Obsessive-compulsive disorder in children and adolescents ~ Cognition and treatment

Excerpts from Zhang Hua Meiying

The Horn Voice Counseling Center held a lecture on obsessive-compulsive disorder on October 2th. The lecturer is Dr. Anne Su, a doctor of licensed psychologist, currently working at Mustard Seed Psychology, PLLC.She holds a bachelor's degree from the University of Pittsburg, majoring in neuroscience and psychology, and later received a doctorate in professional psychology from George Washington University, focusing on psychological problems in children and adolescents (18-XNUMX years old), such as autism and anxiety Disorders, depression, learning disabilities, ADHD, environmental adaptation and friction with parents.

What is obsessive-compulsive disorder?

  • Obsessive-compulsive thoughts – thoughts that recursively invade the patient’s mind
  • Compulsive behavior-In order to relieve the anxiety and pain caused by obsessive thoughts, the patient frequently repeats something
  • The vicious circle between the two

According to the Diagnostic and Statistical Manual of Mental Disorders (DSM-5), to satisfy the diagnosis of obsessive-compulsive disorder, a person must have obsessive thoughts, compulsive behaviors, or both.  

In addition, in some cases, individuals with obsessive-compulsive disorder can realize that their obsessions or behaviors are overreactive and irrational.

Moreover, the obsession or behavior must be time-consuming (more than one hour per day) or damage the individual's social, professional, or academic functions.

General symptoms of children

  • Have obsessions and behaviors
  • Pay attention to cleanliness-wash your hands often for fear of infection
  • Focus on neatness and organization
  • Repeat actions, touch, tap
  • Check and check-excessively worry about safety, often check doors and windows
  • Fear of making mistakes and hoarding
  • Too obsessed with some religious and moral issues

Causes of obsessive-compulsive disorder

  • No one knows for sure
  • It may be related to the imbalance of the neurotransmitter serotonin and dopamine.

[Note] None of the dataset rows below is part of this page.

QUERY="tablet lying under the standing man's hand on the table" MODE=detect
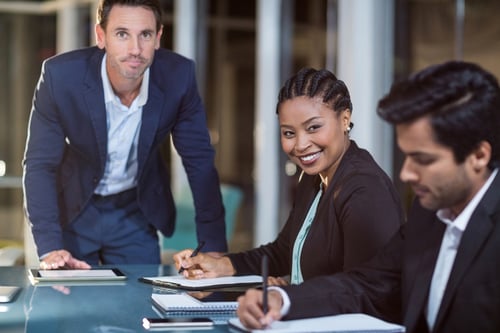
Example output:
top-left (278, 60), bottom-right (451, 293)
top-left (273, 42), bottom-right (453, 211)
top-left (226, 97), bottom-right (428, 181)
top-left (28, 268), bottom-right (127, 282)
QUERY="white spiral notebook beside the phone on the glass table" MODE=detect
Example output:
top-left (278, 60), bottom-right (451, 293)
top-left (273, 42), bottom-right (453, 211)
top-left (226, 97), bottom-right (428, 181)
top-left (151, 293), bottom-right (238, 314)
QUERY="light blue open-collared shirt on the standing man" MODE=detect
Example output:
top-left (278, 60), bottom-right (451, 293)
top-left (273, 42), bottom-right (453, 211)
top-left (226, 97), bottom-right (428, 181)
top-left (95, 55), bottom-right (149, 195)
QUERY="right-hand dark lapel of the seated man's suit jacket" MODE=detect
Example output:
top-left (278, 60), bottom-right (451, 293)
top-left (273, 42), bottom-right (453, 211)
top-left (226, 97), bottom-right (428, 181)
top-left (434, 175), bottom-right (500, 330)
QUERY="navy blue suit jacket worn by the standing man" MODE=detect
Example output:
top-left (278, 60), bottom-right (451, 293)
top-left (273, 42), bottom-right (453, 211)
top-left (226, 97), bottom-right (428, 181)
top-left (23, 47), bottom-right (227, 255)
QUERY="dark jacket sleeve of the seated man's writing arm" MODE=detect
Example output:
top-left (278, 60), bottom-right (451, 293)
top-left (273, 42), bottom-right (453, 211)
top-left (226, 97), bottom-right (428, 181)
top-left (284, 225), bottom-right (405, 322)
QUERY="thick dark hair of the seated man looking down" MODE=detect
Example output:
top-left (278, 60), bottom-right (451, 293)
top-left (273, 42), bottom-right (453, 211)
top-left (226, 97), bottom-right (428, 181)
top-left (377, 61), bottom-right (500, 168)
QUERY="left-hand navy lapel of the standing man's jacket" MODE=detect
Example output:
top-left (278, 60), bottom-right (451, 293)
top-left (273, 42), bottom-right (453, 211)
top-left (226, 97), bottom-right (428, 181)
top-left (83, 48), bottom-right (108, 168)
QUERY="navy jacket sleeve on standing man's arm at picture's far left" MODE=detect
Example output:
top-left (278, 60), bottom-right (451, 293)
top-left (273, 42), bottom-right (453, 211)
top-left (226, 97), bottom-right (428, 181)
top-left (23, 62), bottom-right (64, 255)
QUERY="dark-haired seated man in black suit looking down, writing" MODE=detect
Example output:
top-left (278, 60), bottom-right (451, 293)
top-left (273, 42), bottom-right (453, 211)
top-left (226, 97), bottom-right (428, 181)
top-left (238, 61), bottom-right (500, 333)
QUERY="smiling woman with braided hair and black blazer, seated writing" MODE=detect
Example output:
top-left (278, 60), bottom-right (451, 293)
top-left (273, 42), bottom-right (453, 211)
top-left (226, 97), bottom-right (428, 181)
top-left (174, 68), bottom-right (403, 285)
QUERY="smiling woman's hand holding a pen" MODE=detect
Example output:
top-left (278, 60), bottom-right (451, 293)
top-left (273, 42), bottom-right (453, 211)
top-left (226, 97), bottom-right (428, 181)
top-left (173, 249), bottom-right (235, 279)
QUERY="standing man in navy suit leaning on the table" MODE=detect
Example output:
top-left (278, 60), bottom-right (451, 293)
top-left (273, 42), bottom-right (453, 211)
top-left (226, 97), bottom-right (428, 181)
top-left (23, 0), bottom-right (227, 269)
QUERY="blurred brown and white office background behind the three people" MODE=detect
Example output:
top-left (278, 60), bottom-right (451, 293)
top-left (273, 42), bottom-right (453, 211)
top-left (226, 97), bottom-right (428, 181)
top-left (0, 0), bottom-right (500, 264)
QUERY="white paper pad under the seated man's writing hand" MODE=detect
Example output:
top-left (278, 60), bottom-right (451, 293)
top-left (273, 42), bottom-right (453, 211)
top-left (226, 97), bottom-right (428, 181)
top-left (229, 313), bottom-right (405, 333)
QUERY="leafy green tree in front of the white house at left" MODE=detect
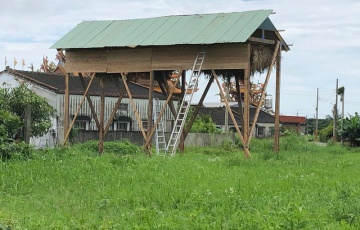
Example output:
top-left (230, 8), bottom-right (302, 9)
top-left (0, 83), bottom-right (55, 137)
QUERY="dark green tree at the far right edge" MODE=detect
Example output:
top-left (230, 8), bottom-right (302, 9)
top-left (338, 113), bottom-right (360, 147)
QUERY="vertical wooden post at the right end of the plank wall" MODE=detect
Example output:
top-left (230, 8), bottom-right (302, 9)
top-left (243, 44), bottom-right (250, 145)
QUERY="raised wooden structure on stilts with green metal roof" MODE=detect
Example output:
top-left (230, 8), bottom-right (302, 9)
top-left (52, 10), bottom-right (289, 157)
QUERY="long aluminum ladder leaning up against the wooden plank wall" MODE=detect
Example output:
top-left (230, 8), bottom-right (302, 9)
top-left (166, 46), bottom-right (206, 157)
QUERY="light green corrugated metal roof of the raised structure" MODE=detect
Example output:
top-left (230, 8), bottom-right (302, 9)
top-left (50, 10), bottom-right (276, 49)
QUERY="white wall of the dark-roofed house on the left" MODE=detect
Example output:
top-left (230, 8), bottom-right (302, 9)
top-left (0, 73), bottom-right (177, 148)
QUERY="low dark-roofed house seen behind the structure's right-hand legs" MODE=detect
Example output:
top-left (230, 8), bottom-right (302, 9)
top-left (194, 106), bottom-right (275, 138)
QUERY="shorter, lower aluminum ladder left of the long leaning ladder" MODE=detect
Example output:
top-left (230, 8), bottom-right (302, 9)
top-left (153, 98), bottom-right (166, 156)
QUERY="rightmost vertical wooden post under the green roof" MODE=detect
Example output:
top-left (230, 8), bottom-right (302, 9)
top-left (274, 43), bottom-right (281, 153)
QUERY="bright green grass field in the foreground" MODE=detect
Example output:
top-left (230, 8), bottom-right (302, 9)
top-left (0, 137), bottom-right (360, 229)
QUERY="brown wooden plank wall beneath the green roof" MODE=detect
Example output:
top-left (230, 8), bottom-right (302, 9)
top-left (66, 43), bottom-right (249, 73)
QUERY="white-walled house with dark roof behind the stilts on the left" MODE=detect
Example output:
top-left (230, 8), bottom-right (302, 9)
top-left (0, 67), bottom-right (176, 147)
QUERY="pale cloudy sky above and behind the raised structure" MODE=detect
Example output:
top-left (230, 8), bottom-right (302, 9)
top-left (0, 0), bottom-right (360, 118)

Who can get obsessive-compulsive disorder?

  • A five-year-old child may start to have fearful thoughts and hide his behavior
  • The average age in the United States is 19.5, and one-quarter of them have the disease before the age of 14
  • Boys get sick earlier than girls, and a quarter of boys get sick before the age of 10
  • There are patients with symptoms all over the world, and the cultural background of the patients also needs to be considered.

Disease risk factors?

  • Personal temperament-hide illness, negative emotions, behavior inhibition
  • Environmental factors-physical punishment or sexual abuse as a child, major stress or trauma
  • Genetic factors-patients with a family history are more likely to develop the disease in childhood or adolescence in the next generation
  • Suicidal thoughts-more than half of the patients, if depression is added, a quarter of the patients will try to commit suicide

What is not obsessive-compulsive disorder?

  • Tell stories or pray before going to bed, separate from your parents, or behave in a stressful situation
  • It hasn't happened since the age of eight
  • Superstition or prayer of normal culture and religion
  • Addictive behaviors make emotions better (obsessive-compulsive behavior is to relieve or release bad emotions)
  • Nervous habits, such as sucking thumbs, picking skin, biting nails, pulling hair, etc., which are natural reactions, are actually caused by insufficient self-control.
  • Depression or suicidal thoughts
  • Special fear
  • Panic Disorder
  • Excessive worry, anxiety
  • Obsessive-compulsive personality disorder
  • Tics
  • Eating disorders (anorexia or bulimia)
  • Self-harm

how to respond?

  • Consult with a pediatrician to rule out physiological causes
  • Referral to a child psychiatrist
  • Check that the insurance company may have a designated doctor
  • Make an appointment with your doctor
  • While waiting to see the doctor, collect and record the child's thinking and behavior

Treatment methods and results

With the treatment of the'first line of defense', XNUMX% will get better

  • Exposure and Response Prevention (ERP)-is the most effective cognitive behavioral treatment method. Patients learn to face fearful thinking without causing unexpected behavior.This needs to be done step by step, and it also takes time to improve.
  • Drug treatment-If the above treatments are ineffective or the patient's condition is more serious, antidepressant drugs can be used to make ERP more efficient and easy to implement.